Marderstein Eric L, Church James M
Department of Colorectal Surgery, Cleveland Clinic Foundation, Cleveland, Ohio 44195, USA.
Dis Colon Rectum. 2008 Feb;51(2):202-6. doi: 10.1007/s10350-007-9123-1. Epub 2008 Jan 3.

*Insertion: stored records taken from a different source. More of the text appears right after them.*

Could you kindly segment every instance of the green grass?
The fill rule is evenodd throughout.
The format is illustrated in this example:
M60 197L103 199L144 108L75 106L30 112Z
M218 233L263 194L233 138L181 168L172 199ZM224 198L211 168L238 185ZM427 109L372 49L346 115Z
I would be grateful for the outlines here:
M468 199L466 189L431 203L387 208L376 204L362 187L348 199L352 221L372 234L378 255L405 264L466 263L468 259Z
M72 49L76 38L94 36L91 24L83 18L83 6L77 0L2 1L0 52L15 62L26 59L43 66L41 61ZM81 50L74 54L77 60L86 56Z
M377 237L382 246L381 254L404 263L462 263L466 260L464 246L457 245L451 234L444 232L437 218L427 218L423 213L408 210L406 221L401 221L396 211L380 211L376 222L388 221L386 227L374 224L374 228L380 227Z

Full diagnostic colonoscopy often is performed to exclude significant pathology in patients presenting with rectal bleeding. In patients with classic "outlet" bleeding, defined as bright red blood after or during defecation, with no family history of colorectal neoplasia or change in bowel habits, we hypothesize that the diagnostic yield of complete colonoscopy will be low. The purpose of this study was to determine whether complete colonoscopy is necessary in the evaluation of patients with "outlet" rectal bleeding.

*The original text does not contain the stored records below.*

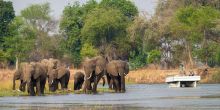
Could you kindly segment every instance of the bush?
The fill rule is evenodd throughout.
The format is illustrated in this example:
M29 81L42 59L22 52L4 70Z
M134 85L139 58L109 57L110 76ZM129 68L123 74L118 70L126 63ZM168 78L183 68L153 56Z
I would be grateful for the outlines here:
M144 53L137 54L134 51L131 52L129 57L129 68L133 70L145 66L147 64L146 57L147 55Z
M91 44L85 43L80 50L80 55L82 58L84 57L94 57L98 55L98 50Z

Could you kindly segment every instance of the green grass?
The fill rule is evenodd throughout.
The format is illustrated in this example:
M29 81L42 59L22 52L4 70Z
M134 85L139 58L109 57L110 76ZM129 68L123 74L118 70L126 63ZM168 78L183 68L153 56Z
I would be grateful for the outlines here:
M0 97L6 97L6 96L28 96L27 91L21 92L18 91L19 82L16 81L16 90L12 90L12 81L0 81ZM60 88L60 87L59 87ZM56 92L50 92L48 90L48 85L46 84L45 88L45 96L47 95L66 95L66 94L83 94L82 90L74 91L73 90L73 82L70 81L69 87L70 90L57 90ZM114 90L109 90L108 88L98 88L98 93L113 93ZM88 94L92 94L92 91L90 91Z

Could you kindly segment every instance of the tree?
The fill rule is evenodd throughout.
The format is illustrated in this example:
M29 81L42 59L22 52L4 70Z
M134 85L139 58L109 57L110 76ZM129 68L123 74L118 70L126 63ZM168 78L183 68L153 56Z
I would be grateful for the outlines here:
M112 8L96 8L91 11L82 28L84 42L91 42L95 46L110 43L125 32L126 17L119 10Z
M195 45L207 48L207 32L215 27L213 21L220 17L218 10L211 7L186 7L176 12L176 21L172 22L172 33L183 39L190 65L194 65L192 51ZM207 59L206 56L205 59ZM205 61L206 64L208 60Z
M134 17L138 15L137 7L129 0L102 0L100 5L102 7L119 9L131 20L133 20Z
M39 61L43 58L62 56L58 45L61 37L56 32L58 22L52 19L50 12L49 3L30 5L21 11L25 24L35 32L31 60Z
M127 25L127 17L120 10L110 7L95 8L86 16L85 25L81 30L83 43L91 43L99 48L99 53L113 57L109 56L113 52L111 51L112 48L116 50L120 48L123 51L122 48L127 47L127 45L124 45L127 40ZM121 40L124 40L124 42L119 42ZM113 54L116 54L116 52L113 52Z
M82 48L81 29L84 26L84 19L89 11L97 6L94 0L88 1L84 5L75 2L73 5L65 7L60 22L60 30L65 36L63 48L66 54L71 57L74 66L78 67L81 62L80 51Z
M33 48L35 32L27 25L21 17L15 17L9 25L10 34L4 39L5 54L8 61L16 60L16 69L18 61L27 59L28 54Z
M160 63L161 53L159 50L152 50L149 52L149 55L147 57L148 63L153 63L155 66L156 64Z
M98 55L98 50L91 44L85 43L82 46L82 49L80 51L80 55L85 58L85 57L95 57Z
M8 25L15 17L12 2L0 0L0 13L0 44L2 44L4 37L9 34Z

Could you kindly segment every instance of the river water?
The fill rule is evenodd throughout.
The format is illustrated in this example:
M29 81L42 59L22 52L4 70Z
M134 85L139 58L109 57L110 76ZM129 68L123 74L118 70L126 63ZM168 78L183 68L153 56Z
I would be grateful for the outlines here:
M167 84L130 84L126 93L1 97L0 110L220 110L220 84L168 88Z

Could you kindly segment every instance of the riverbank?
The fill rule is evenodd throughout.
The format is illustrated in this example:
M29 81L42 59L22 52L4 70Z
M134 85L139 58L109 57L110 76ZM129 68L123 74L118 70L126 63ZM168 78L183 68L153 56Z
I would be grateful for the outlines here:
M12 77L15 70L0 70L0 96L25 96L27 93L23 93L20 91L12 90ZM74 93L73 91L73 75L76 71L82 70L74 70L71 69L71 76L69 82L69 90L68 91L58 91L55 93L51 93L48 91L48 85L46 84L46 95L50 94L68 94ZM198 69L194 69L194 72L198 71ZM157 70L157 69L149 69L143 68L134 71L130 71L126 76L126 84L160 84L165 82L165 78L170 75L177 75L179 71L174 70ZM220 81L220 69L211 68L207 75L205 75L200 83L219 83ZM20 82L16 81L16 88L18 88ZM106 83L107 84L107 83ZM101 88L99 92L108 92L107 89ZM80 93L80 92L78 92Z

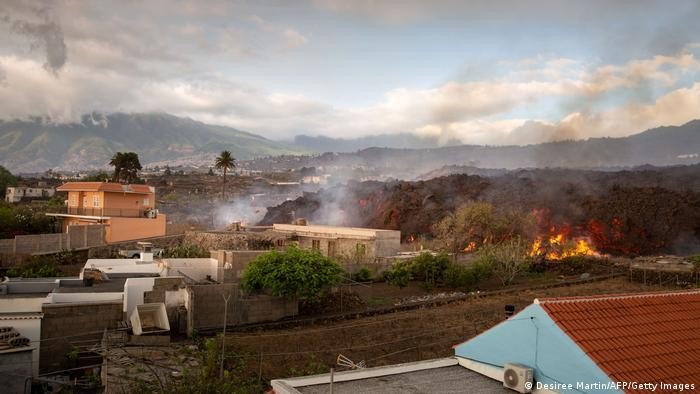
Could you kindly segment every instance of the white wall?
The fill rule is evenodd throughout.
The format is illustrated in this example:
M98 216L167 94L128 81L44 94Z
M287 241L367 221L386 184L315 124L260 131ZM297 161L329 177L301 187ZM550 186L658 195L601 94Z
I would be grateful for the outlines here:
M124 309L126 316L143 304L143 293L153 290L156 278L129 278L124 282Z

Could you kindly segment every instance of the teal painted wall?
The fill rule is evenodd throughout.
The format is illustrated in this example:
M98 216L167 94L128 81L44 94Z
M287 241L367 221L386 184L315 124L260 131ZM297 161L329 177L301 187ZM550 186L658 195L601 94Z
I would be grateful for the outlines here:
M610 378L537 304L455 346L455 355L499 367L523 364L534 369L536 382L573 384L566 392L621 392L577 388L578 382L608 384Z

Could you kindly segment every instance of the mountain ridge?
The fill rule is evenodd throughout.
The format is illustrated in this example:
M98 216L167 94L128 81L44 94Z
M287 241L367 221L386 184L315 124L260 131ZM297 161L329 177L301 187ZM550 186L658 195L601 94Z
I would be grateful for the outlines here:
M148 164L224 149L239 160L305 153L257 134L166 113L92 113L72 123L0 122L0 164L14 172L103 168L117 151L137 152Z

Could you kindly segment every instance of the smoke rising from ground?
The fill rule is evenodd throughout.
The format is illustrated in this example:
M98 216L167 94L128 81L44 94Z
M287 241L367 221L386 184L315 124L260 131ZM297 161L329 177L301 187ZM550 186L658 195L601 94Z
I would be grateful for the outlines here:
M229 203L219 203L214 207L214 228L225 229L232 222L255 225L265 216L267 209L256 206L250 198L239 198Z

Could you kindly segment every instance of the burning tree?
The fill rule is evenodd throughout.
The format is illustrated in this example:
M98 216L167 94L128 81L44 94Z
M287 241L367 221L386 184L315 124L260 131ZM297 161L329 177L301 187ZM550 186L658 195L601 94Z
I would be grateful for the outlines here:
M489 203L471 202L435 224L433 233L445 250L455 254L472 252L514 237L530 239L535 233L535 220L523 211L499 211Z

Information for all patients undergoing colonoscopy by a single endoscopist was prospectively recorded. Before each colonoscopy, a complete history, including indication for the examination, was obtained. Using standard definitions, patients with outlet bleeding, suspicious bleeding, hemorrhage, and occult bleeding were accessed and the findings of their colonoscopies were analyzed. Institutional permission was obtained.

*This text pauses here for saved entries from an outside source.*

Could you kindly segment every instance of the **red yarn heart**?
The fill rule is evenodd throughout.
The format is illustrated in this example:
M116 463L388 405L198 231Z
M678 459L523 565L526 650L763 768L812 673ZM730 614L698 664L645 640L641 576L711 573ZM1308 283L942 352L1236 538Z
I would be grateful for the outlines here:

A total of 9,098 patients had colonoscopy recorded in the database, and 703 had the indication of outlet bleeding, 251 suspicious bleeding, 204 occult bleeding, and 67 hemorrhage. Of the patients with outlet bleeding, only 47 (6.7 percent) had significant lesions on colonoscopy (adenomas >1 cm, villous adenomas, cancer in situ, or invasive cancer). By contrast a greater number of significant lesions were present in patients with all other types of bleeding (17.2 percent; P<0.001). The incidence of invasive cancer was significantly lower in the outlet bleeding group compared with other types of bleeding (1 vs. 3.6 percent; P<0.01). Patients with outlet bleeding were much less likely than patients with other bleeding to have isolated right-sided colonic pathology. Younger patients with outlet bleeding have a particularly low yield on colonoscopy. In 182 patients younger than aged 50 years with outlet bleeding, only 3 (1.6 percent) had adenomas >1 cm and no invasive cancers were detected.
In patients with classic outlet bleeding, the yield of a complete diagnostic colonoscopy is low. If the history is classic for outlet bleeding and no other indication for colonoscopy exists, flexible sigmoidoscopy is enough to exclude significant pathology.
对于出现直肠出血的患者,通常会进行全诊断性结肠镜检查以排除严重病变。对于有典型“出口处”出血(定义为排便后或排便时出现鲜红色血液,且无结直肠肿瘤家族史或排便习惯改变)的患者,我们推测全结肠镜检查的诊断阳性率会很低。本研究的目的是确定在评估“出口处”直肠出血患者时全结肠镜检查是否必要。
前瞻性记录由单一内镜医师进行结肠镜检查的所有患者的信息。在每次结肠镜检查前,获取完整病史,包括检查指征。采用标准定义,对出口处出血、可疑出血、出血和隐匿性出血患者进行评估,并分析其结肠镜检查结果。已获得机构许可。
数据库中共有9098例患者进行了结肠镜检查,其中703例有出口处出血指征,251例可疑出血,204例隐匿性出血,67例出血。在出口处出血的患者中,只有47例(6.7%)在结肠镜检查时有严重病变(腺瘤>1 cm、绒毛状腺瘤、原位癌或浸润性癌)。相比之下,所有其他类型出血的患者中存在更多严重病变(17.2%;P<0.001)。与其他类型出血相比,出口处出血组浸润性癌发生率显著更低(1%对3.6%;P<0.01)。出口处出血的患者比其他出血患者发生孤立性右侧结肠病变的可能性小得多。年龄较轻的出口处出血患者结肠镜检查阳性率特别低。在182例年龄小于50岁的出口处出血患者中,只有3例(1.6%)有>1 cm的腺瘤,未检测到浸润性癌。
对于有典型出口处出血的患者,全诊断性结肠镜检查的阳性率很低。如果病史为典型的出口处出血且不存在其他结肠镜检查指征,乙状结肠镜检查足以排除严重病变。